5. Privacy and deployment {Privacy và deployment}

Sensitive data that cannot leave your VPC pushes you toward self-hosted embeddings, local vector DB, and on-prem fine-tuning {Dữ liệu nhạy cảm không ra khỏi VPC đẩy bạn về embedding self-hosted, vector DB local, fine-tune on-prem}. Managed fine-tuning APIs may require sending training JSONL to a vendor — read the data-processing terms {API fine-tune managed có thể yêu cầu gửi JSONL training cho vendor — đọc điều khoản xử lý dữ liệu}.

DECISION CHECKLIST (in order)
─────────────────────────────
□ Classify gap: knowledge | behavior | both
□ Freshness: will weights be stale in < 1 month?
□ Corpus: fits in context per query?
□ Labeled data: count + quality sufficient for SFT?
□ Latency/cost: can you afford large prompts every step?
□ Privacy: can training data leave the boundary?
□ Run eval baseline BEFORE committing to fine-tune (→ Part 7)

Prompt engineering — when it is enough {Prompt engineering — khi nào đủ}

Start here almost always {Gần như luôn bắt đầu ở đây}. Prompting covers:

  • System instructions and role {System instruction và role}
  • Few-shot exemplars (Part 3) {Few-shot exemplar (Phần 3)}
  • Structured output via JSON mode, grammar, or post-validation (Part 4) {Structured output qua JSON mode, grammar, hoặc post-validation (Phần 4)}
  • Context assembly from memory (Part 5) {Lắp context từ memory (Phần 5)}
StrengthLimit
Hours to iterateContext window ceiling
No training infraInstruction-following drift at scale
Easy A/B in productionCost grows with prompt length

Callout: If a 10-shot prompt with retrieved snippets hits your accuracy target in eval, stop — you do not need fine-tuning {Callout: Nếu prompt 10-shot với snippet retrieved đạt accuracy target trong eval, dừng — không cần fine-tuning}.

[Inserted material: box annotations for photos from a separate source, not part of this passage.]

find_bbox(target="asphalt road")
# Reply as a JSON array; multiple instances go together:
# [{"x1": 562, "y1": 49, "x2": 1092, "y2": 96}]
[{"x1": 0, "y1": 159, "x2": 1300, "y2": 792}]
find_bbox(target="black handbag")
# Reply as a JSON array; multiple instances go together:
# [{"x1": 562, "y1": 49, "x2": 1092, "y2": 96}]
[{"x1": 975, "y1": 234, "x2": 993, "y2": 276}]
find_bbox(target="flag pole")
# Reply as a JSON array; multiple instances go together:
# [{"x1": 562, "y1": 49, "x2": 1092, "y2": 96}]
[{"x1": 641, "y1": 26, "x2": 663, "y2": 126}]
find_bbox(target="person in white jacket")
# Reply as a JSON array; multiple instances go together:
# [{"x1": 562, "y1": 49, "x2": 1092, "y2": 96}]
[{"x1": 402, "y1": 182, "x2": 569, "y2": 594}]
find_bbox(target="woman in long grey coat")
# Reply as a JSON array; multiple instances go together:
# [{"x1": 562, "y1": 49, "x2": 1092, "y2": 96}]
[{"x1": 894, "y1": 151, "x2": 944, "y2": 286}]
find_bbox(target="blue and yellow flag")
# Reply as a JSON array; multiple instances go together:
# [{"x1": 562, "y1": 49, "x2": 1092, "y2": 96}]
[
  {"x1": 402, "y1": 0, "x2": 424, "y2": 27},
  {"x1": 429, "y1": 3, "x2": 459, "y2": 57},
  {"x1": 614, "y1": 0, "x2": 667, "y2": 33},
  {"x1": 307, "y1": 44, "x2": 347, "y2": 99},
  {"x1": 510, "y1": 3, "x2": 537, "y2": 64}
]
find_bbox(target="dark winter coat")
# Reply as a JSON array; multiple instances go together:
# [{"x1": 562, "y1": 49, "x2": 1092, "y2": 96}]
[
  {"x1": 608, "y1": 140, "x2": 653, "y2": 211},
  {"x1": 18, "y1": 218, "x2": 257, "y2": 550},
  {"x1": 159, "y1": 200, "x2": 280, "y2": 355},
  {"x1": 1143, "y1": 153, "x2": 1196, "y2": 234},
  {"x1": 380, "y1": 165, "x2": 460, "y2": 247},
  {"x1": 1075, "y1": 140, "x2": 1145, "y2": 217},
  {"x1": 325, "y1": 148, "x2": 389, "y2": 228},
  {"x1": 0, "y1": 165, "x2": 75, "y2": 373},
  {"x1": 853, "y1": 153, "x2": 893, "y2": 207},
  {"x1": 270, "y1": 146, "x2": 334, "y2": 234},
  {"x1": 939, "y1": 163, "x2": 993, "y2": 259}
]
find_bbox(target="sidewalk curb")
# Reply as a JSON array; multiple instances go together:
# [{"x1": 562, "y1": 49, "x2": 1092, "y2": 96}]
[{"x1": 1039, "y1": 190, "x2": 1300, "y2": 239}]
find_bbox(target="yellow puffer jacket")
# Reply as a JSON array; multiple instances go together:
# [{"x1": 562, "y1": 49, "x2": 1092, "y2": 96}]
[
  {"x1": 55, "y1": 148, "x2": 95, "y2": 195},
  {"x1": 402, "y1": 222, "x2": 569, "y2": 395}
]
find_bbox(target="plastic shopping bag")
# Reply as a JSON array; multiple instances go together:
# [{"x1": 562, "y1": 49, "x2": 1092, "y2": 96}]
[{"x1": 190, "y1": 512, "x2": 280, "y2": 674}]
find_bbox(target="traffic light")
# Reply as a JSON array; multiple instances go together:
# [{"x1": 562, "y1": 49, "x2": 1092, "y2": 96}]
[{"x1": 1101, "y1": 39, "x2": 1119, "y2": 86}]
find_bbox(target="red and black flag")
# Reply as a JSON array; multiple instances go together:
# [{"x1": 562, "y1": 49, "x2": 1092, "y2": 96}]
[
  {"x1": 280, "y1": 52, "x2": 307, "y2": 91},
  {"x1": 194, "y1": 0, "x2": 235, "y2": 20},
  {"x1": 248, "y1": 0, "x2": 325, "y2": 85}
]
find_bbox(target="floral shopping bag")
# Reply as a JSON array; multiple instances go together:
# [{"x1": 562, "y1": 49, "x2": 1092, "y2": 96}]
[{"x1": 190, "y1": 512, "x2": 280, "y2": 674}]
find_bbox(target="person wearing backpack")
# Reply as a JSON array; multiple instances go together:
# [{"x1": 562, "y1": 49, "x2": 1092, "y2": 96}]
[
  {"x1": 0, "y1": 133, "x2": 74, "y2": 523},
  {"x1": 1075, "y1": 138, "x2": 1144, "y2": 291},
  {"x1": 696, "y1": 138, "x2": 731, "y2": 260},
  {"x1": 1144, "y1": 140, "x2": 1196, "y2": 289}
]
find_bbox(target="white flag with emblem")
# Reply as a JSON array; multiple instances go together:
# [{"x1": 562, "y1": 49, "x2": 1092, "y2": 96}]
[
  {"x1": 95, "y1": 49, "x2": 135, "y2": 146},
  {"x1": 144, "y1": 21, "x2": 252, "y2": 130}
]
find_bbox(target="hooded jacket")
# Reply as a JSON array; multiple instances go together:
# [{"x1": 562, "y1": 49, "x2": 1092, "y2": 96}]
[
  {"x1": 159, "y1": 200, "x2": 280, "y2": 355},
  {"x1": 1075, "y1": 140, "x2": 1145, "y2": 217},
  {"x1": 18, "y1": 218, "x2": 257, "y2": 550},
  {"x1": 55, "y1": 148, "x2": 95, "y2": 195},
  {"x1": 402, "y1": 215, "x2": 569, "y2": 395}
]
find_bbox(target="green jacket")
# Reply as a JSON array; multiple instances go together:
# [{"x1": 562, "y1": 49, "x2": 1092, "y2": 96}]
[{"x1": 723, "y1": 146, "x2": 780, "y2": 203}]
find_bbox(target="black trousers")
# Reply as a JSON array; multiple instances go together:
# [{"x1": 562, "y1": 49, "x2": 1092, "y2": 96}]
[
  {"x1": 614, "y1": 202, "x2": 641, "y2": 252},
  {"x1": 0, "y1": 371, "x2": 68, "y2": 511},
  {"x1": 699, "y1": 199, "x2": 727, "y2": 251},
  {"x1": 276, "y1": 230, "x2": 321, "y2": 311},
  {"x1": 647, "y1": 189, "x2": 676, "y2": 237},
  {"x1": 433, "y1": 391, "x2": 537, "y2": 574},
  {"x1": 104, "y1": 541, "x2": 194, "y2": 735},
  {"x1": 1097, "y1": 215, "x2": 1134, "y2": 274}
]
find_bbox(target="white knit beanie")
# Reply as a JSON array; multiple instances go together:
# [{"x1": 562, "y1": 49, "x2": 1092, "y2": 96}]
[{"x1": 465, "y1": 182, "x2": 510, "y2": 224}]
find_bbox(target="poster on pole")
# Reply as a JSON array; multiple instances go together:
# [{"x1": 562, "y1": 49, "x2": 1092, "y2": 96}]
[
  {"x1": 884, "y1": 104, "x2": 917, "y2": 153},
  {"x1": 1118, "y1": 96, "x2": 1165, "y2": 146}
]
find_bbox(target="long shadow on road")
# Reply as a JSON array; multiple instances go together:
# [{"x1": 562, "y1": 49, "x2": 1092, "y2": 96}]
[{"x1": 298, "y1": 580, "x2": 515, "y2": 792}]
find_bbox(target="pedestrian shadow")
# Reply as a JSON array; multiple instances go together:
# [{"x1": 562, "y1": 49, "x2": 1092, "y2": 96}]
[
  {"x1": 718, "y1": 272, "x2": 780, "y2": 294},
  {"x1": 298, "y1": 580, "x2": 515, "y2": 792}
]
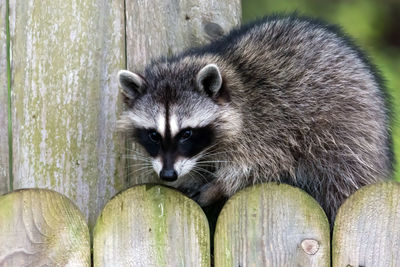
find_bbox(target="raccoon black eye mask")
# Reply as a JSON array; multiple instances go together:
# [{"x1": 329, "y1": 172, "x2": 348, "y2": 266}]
[{"x1": 118, "y1": 16, "x2": 392, "y2": 224}]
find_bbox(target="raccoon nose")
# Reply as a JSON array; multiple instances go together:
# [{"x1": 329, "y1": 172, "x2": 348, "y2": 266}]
[{"x1": 160, "y1": 169, "x2": 178, "y2": 182}]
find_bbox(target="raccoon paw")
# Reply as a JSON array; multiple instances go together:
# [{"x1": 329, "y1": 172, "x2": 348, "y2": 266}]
[{"x1": 191, "y1": 182, "x2": 224, "y2": 207}]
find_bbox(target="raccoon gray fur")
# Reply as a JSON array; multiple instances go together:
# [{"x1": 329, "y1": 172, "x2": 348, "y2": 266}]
[{"x1": 115, "y1": 15, "x2": 392, "y2": 222}]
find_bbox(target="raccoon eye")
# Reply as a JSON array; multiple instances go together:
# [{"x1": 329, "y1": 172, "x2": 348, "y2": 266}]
[
  {"x1": 179, "y1": 129, "x2": 192, "y2": 142},
  {"x1": 149, "y1": 131, "x2": 161, "y2": 143}
]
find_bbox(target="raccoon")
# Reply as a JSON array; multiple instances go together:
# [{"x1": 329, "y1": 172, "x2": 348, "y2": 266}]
[{"x1": 118, "y1": 15, "x2": 392, "y2": 222}]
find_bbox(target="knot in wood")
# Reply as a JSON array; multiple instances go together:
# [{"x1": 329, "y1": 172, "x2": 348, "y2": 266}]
[{"x1": 301, "y1": 239, "x2": 319, "y2": 255}]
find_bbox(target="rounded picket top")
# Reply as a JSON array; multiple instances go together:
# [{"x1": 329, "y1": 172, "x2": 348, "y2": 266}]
[
  {"x1": 332, "y1": 182, "x2": 400, "y2": 267},
  {"x1": 93, "y1": 185, "x2": 210, "y2": 266},
  {"x1": 0, "y1": 189, "x2": 90, "y2": 267},
  {"x1": 214, "y1": 183, "x2": 330, "y2": 267}
]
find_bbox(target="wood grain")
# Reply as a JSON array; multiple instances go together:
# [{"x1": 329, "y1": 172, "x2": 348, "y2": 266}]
[
  {"x1": 0, "y1": 0, "x2": 9, "y2": 195},
  {"x1": 0, "y1": 189, "x2": 90, "y2": 267},
  {"x1": 126, "y1": 0, "x2": 241, "y2": 184},
  {"x1": 214, "y1": 183, "x2": 330, "y2": 267},
  {"x1": 10, "y1": 0, "x2": 125, "y2": 228},
  {"x1": 332, "y1": 182, "x2": 400, "y2": 267},
  {"x1": 93, "y1": 185, "x2": 210, "y2": 267}
]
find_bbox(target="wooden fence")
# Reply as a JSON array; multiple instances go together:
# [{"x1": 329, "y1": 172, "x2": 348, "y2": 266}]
[
  {"x1": 0, "y1": 0, "x2": 241, "y2": 226},
  {"x1": 0, "y1": 0, "x2": 400, "y2": 267},
  {"x1": 0, "y1": 182, "x2": 400, "y2": 267}
]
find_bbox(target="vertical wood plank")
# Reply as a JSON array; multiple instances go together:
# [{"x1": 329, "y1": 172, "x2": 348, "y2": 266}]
[
  {"x1": 332, "y1": 182, "x2": 400, "y2": 267},
  {"x1": 126, "y1": 0, "x2": 241, "y2": 184},
  {"x1": 93, "y1": 185, "x2": 210, "y2": 267},
  {"x1": 10, "y1": 0, "x2": 125, "y2": 225},
  {"x1": 214, "y1": 183, "x2": 330, "y2": 267},
  {"x1": 0, "y1": 0, "x2": 9, "y2": 195},
  {"x1": 0, "y1": 189, "x2": 90, "y2": 267}
]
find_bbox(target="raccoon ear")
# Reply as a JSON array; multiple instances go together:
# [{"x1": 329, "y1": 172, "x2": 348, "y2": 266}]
[
  {"x1": 196, "y1": 64, "x2": 222, "y2": 97},
  {"x1": 118, "y1": 70, "x2": 145, "y2": 100}
]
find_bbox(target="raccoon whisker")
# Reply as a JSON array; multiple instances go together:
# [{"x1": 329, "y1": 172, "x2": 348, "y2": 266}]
[
  {"x1": 127, "y1": 166, "x2": 153, "y2": 176},
  {"x1": 197, "y1": 160, "x2": 232, "y2": 164},
  {"x1": 193, "y1": 166, "x2": 215, "y2": 176},
  {"x1": 129, "y1": 163, "x2": 153, "y2": 167},
  {"x1": 122, "y1": 155, "x2": 151, "y2": 162},
  {"x1": 192, "y1": 168, "x2": 208, "y2": 183}
]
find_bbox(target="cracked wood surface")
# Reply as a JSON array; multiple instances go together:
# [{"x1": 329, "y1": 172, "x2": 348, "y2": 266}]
[
  {"x1": 93, "y1": 185, "x2": 210, "y2": 267},
  {"x1": 0, "y1": 189, "x2": 90, "y2": 267},
  {"x1": 10, "y1": 0, "x2": 125, "y2": 228},
  {"x1": 332, "y1": 182, "x2": 400, "y2": 267},
  {"x1": 214, "y1": 183, "x2": 330, "y2": 267},
  {"x1": 0, "y1": 0, "x2": 10, "y2": 195}
]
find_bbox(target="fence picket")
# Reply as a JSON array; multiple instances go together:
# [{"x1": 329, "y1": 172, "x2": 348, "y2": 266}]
[
  {"x1": 93, "y1": 185, "x2": 210, "y2": 267},
  {"x1": 8, "y1": 0, "x2": 125, "y2": 228},
  {"x1": 332, "y1": 182, "x2": 400, "y2": 267},
  {"x1": 214, "y1": 183, "x2": 330, "y2": 267},
  {"x1": 0, "y1": 0, "x2": 9, "y2": 195},
  {"x1": 0, "y1": 189, "x2": 90, "y2": 267}
]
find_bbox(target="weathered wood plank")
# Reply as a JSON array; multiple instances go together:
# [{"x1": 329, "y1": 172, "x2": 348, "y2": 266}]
[
  {"x1": 126, "y1": 0, "x2": 241, "y2": 184},
  {"x1": 214, "y1": 183, "x2": 330, "y2": 267},
  {"x1": 0, "y1": 0, "x2": 9, "y2": 195},
  {"x1": 10, "y1": 0, "x2": 125, "y2": 228},
  {"x1": 332, "y1": 182, "x2": 400, "y2": 267},
  {"x1": 93, "y1": 185, "x2": 210, "y2": 267},
  {"x1": 0, "y1": 189, "x2": 90, "y2": 267}
]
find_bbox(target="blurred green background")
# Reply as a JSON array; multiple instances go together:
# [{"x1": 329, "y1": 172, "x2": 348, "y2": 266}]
[{"x1": 242, "y1": 0, "x2": 400, "y2": 181}]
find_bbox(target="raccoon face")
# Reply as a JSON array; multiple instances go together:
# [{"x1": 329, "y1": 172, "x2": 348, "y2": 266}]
[{"x1": 118, "y1": 64, "x2": 226, "y2": 182}]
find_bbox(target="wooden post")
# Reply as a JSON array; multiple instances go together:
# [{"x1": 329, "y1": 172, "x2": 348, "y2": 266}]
[
  {"x1": 93, "y1": 185, "x2": 210, "y2": 267},
  {"x1": 126, "y1": 0, "x2": 241, "y2": 184},
  {"x1": 0, "y1": 189, "x2": 90, "y2": 267},
  {"x1": 0, "y1": 0, "x2": 10, "y2": 195},
  {"x1": 214, "y1": 183, "x2": 330, "y2": 267},
  {"x1": 9, "y1": 0, "x2": 125, "y2": 228},
  {"x1": 332, "y1": 182, "x2": 400, "y2": 267}
]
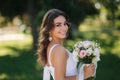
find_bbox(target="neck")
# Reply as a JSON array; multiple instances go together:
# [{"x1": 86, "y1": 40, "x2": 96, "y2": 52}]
[{"x1": 51, "y1": 40, "x2": 63, "y2": 45}]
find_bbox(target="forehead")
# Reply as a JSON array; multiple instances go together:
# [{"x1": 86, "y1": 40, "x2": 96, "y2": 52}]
[{"x1": 53, "y1": 16, "x2": 66, "y2": 24}]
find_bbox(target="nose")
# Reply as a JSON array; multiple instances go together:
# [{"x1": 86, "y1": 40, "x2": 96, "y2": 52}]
[{"x1": 62, "y1": 25, "x2": 68, "y2": 31}]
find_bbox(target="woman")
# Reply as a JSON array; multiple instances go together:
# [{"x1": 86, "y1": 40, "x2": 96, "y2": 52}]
[{"x1": 38, "y1": 9, "x2": 94, "y2": 80}]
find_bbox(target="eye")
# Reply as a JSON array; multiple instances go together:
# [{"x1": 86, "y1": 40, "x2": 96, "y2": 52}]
[{"x1": 55, "y1": 24, "x2": 61, "y2": 27}]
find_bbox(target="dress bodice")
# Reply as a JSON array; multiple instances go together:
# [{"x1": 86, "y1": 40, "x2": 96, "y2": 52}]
[{"x1": 43, "y1": 44, "x2": 77, "y2": 80}]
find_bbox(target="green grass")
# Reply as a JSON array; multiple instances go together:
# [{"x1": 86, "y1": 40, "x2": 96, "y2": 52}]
[
  {"x1": 0, "y1": 36, "x2": 120, "y2": 80},
  {"x1": 0, "y1": 36, "x2": 43, "y2": 80}
]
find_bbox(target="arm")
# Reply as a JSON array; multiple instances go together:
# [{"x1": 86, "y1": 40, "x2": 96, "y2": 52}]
[
  {"x1": 53, "y1": 46, "x2": 76, "y2": 80},
  {"x1": 84, "y1": 64, "x2": 95, "y2": 79}
]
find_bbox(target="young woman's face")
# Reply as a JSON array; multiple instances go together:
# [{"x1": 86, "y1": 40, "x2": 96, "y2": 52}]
[{"x1": 51, "y1": 16, "x2": 68, "y2": 39}]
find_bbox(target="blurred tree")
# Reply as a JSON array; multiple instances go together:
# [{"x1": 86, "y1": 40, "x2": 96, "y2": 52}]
[
  {"x1": 97, "y1": 0, "x2": 120, "y2": 27},
  {"x1": 0, "y1": 0, "x2": 99, "y2": 48}
]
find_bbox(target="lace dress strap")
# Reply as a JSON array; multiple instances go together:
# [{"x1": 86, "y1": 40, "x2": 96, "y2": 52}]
[{"x1": 48, "y1": 44, "x2": 59, "y2": 66}]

RAG — when retrieval is the answer {RAG — khi retrieval là câu trả lời}

RAG solves dynamic, voluminous, or private knowledge without weight updates {RAG giải knowledge động, khối lượng lớn, hoặc private không cần cập nhật weight}. The agent pattern from Part 5 — memory + tools + context — often is RAG when “memory” is a vector index over docs {Pattern agent từ Phần 5 — memory + tool + context — thường chính là RAG khi “memory” là vector index trên doc}.

Use RAG when:

  • Knowledge changes faster than you can retrain {Knowledge đổi nhanh hơn retrain}
  • You need citations for compliance or debugging {Cần trích dẫn cho compliance hoặc debug}
  • Corpus exceeds practical context (even with summarization) {Corpus vượt context thực tế (kể cả summarization)}

Avoid treating RAG as “dump everything into the prompt” {Đừng coi RAG là “nhét hết vào prompt”}. Chunking, hybrid search, reranking, and query transformation matter more than embedding model choice for most teams {Chunking, hybrid search, reranking, query transformation quan trọng hơn chọn embedding model với hầu hết team}. See the RAG Guide for pipeline detail {Xem RAG Guide cho chi tiết pipeline}.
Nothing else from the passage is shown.